On putting the online redemption request, the fund house usually credits proceeds after making the necessary tax deductions directly to your NRE or NRO account. It’s possible that they might also issue a cheque. The procedures might differ across fund houses.

Investments in cases where the investor was a resident of India and subsequently became a non-resident, will not qualify for repatriation of redemption proceeds.
However, the income distribution on the investment will qualify for full repatriation. 


Do you have to pay double taxation while investing in Indian mutual fund schemes? 

Not really, if the country of your residence has a DTAA (Double Tax Avoidance Treaty) with India. About 90 countries have a treaty in this regard with India.

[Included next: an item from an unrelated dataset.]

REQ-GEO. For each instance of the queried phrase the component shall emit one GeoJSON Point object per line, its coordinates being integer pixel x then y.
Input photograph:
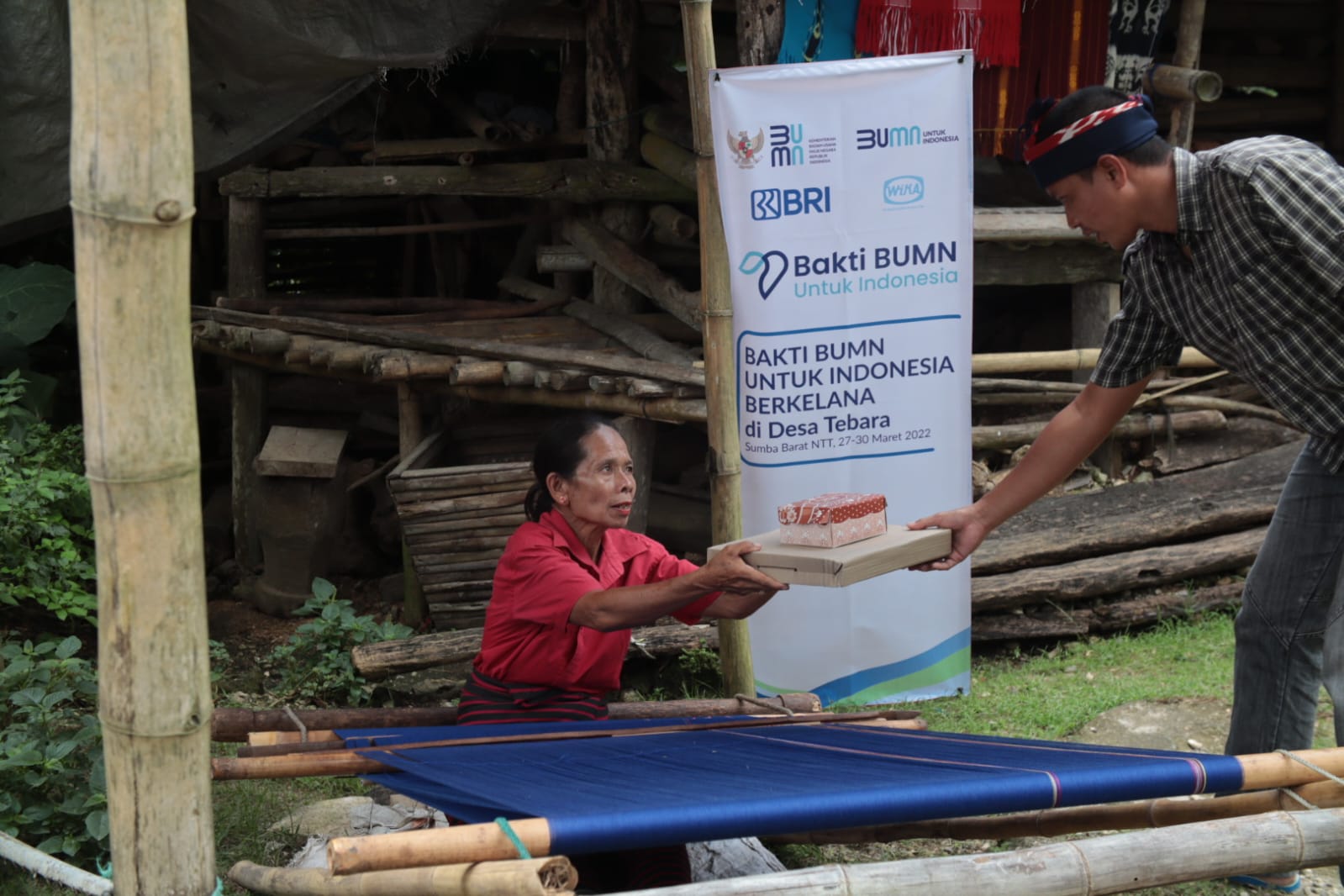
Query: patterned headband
{"type": "Point", "coordinates": [1112, 130]}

Taxation structure is the same for NRIs as well as for Indian residents. However, there is a compulsory tax deducted at source (TDS) from the redemption proceeds for capital gains made by the NRIs. While dividends are tax-free in the hands of the unit holder, there is a dividend distribution tax that is applicable for equity-oriented and debt-oriented schemes at the effective rate of 11.6% and 29.1% respectively. 

And in case of equity-oriented funds, short-term capital gains (STCG) are taxed at 15 percent, while long-term capital gains (exceeding Rs 1 lakh in a year) are taxed at 10 percent. STCG for debt-oriented schemes gets taxed at your slab rate, while it is 20 percent (with indexation benefits) for LTCG.


NRIs can invest in Indian mutual funds , while those in US and Canada can do so selectively. While they might have to go through initial procedural hassles, in the long run, the return on such investments would be worth it.